The PM had started using Twitter in 2009 during his tenure as the chief minister of Gujarat. In 2010, he had one lakh followers.
After PM Modi, the Twitter page of Pope Francis is the most followed Twitter account with a combined following of over 53 million followers.
In July 2020, the PM’s Twitter followers had crossed the 60 million mark.
US President Joe Biden has 30.9 million followers
United States President Joe Biden has 30.9 million followers on Twitter, former US president Barack Obama has 129.8 million followers on Twitter while President of France Emmanuel Macron has 7.1 million Twitter followers.
Union Home Minister Amit Shah has a following of 26.3 million on Twitter whereas Congress leader Rahul Gandhi has 19.4 million followers.
Earlier, Donald Trump was the most followed active politician on Twitter but his account was permanently suspended due to riots at the US Capitol. The former US President had 88.7 million followers before Twitter removed his account.
The Indian Prime Minister is very active on Twitter and regularly uses the microblogging social media platform for airing his views on the country’s development, highlighting new achievements and propagating welfare programmes carried out by his government.

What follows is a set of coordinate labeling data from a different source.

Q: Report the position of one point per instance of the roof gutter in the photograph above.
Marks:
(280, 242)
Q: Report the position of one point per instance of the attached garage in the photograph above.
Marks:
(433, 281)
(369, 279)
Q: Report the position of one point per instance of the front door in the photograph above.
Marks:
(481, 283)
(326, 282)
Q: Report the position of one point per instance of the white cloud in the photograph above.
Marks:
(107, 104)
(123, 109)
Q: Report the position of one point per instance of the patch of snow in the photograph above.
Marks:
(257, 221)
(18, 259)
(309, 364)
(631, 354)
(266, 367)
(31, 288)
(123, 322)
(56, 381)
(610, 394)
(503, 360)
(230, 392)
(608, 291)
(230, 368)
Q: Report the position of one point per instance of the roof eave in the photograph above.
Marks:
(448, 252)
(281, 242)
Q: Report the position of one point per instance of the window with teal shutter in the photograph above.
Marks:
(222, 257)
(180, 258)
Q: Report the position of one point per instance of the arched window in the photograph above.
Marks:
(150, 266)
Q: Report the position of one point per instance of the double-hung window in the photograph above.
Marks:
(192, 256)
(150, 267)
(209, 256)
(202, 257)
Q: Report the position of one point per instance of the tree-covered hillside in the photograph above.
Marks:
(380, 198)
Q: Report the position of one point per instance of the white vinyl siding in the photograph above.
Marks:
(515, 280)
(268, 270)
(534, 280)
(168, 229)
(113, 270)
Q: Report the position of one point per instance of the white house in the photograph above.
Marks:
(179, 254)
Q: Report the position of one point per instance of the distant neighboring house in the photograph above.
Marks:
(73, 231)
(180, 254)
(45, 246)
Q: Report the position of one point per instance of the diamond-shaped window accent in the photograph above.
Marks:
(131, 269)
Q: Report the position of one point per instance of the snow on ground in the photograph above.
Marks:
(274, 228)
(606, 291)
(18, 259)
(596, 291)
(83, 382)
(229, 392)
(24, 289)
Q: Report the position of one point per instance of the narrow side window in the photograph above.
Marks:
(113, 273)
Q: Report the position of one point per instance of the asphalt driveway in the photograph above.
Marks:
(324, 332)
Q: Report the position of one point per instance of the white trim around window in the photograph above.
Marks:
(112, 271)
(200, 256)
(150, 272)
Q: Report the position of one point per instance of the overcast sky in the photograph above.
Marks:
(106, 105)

Indian govt departments and ministers promoting home-grown Koo
According to a report by Reuters, Twitter Inc is fast losing its sheen as a favoured communications tool for many Indian government departments and ministers who are promoting home-grown rival, Koo.
“The most high-profile example has been India’s new IT minister Ashwini Vaishnaw. Taking office this month, he opened a new Koo account and soon after announced a review of social media firms’ compliance with strict new rules – information not posted to his 258,000 Twitter followers,” said Reuters.
The PM has not yet joined Koo but many government ministers and departments continue to use both platforms.